New evidence points to UN 'cover-up' in Congo
NEW EVIDENCE of a United Nations “cover-up” into the events surrounding its controversial peacekeeping operation in the Congo 50 years ago has come to light.
Documents from the UN’s archive in New York show that a notorious offensive in September 1961 in the breakaway province of Katanga was sanctioned at the highest level, according to historian Dr Michael Kennedy, who is researching the issue with retired Irish soldiers who served in the conflict.
The UN has long blamed the ill-fated Operation Morthor on its then special representative in Katanga, Conor Cruise O’Brien, and his role in the affair forced him out of the organisation.
The files “suggest O’Brien came up with the idea”, said Dr Kennedy, noting that the former Irish diplomat – in his memoir To Katanga and Back – tried to manipulate the trail of evidence to play down his role.
However, a recently uncovered telegram shows the then UN secretary general, Dag Hammarskjöld, “authorised him to follow the policy”, and this “fits into a train of documents”, said Dr Kennedy, which indicate the UN “did try to cover up what happened”.
A major factor was Hammarskjöld’s death in an air crash two days after the operation. “His reputation becomes sacrosanct for his supporters,” Dr Kennedy noted.
The Royal Irish Academy historian is writing a book on the UN’s involvement in the Congo with a veteran of the Irish 35th Battalion, Comdt Art Magennis (93), who has given evidence of atrocities carried out by fellow UN troops from India.
The pair – whose revelations will feature on The History Show on RTÉ Radio One tomorrow – are looking for more veterans to come forward to explain what happened at Katanga, which became a byword for UN over-ambition in the same way Srebrenica and Mogadishu would 30 years later.
“When it all went wrong, Hammarskjöld drew back and his supporters since said O’Brien operated on his own bat, that it was his operation – he knew what was happening on the ground – and Hammarskjöld was whiter than white.
“I think the documents show the UN is as Machiavellian as any political body can be.

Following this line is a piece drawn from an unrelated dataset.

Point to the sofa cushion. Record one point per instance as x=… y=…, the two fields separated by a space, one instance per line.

Hammarskjöld knew how to play things. It was characteristic that he gave people the authorisation to go ahead.”
Dr Kennedy noted the Irish troops acquitted themselves remarkably well, given they “went out prepared for a peacekeeping operation” and were then ordered to go on the offensive with no air cover, no armoured vehicles and no heavy machine guns.
Of the alleged atrocities, he said, there was no documentary evidence in the UN archives. “The only people who saw it happen were the Indians and the Irish . . . There was an attitude you keep your mouth shut.”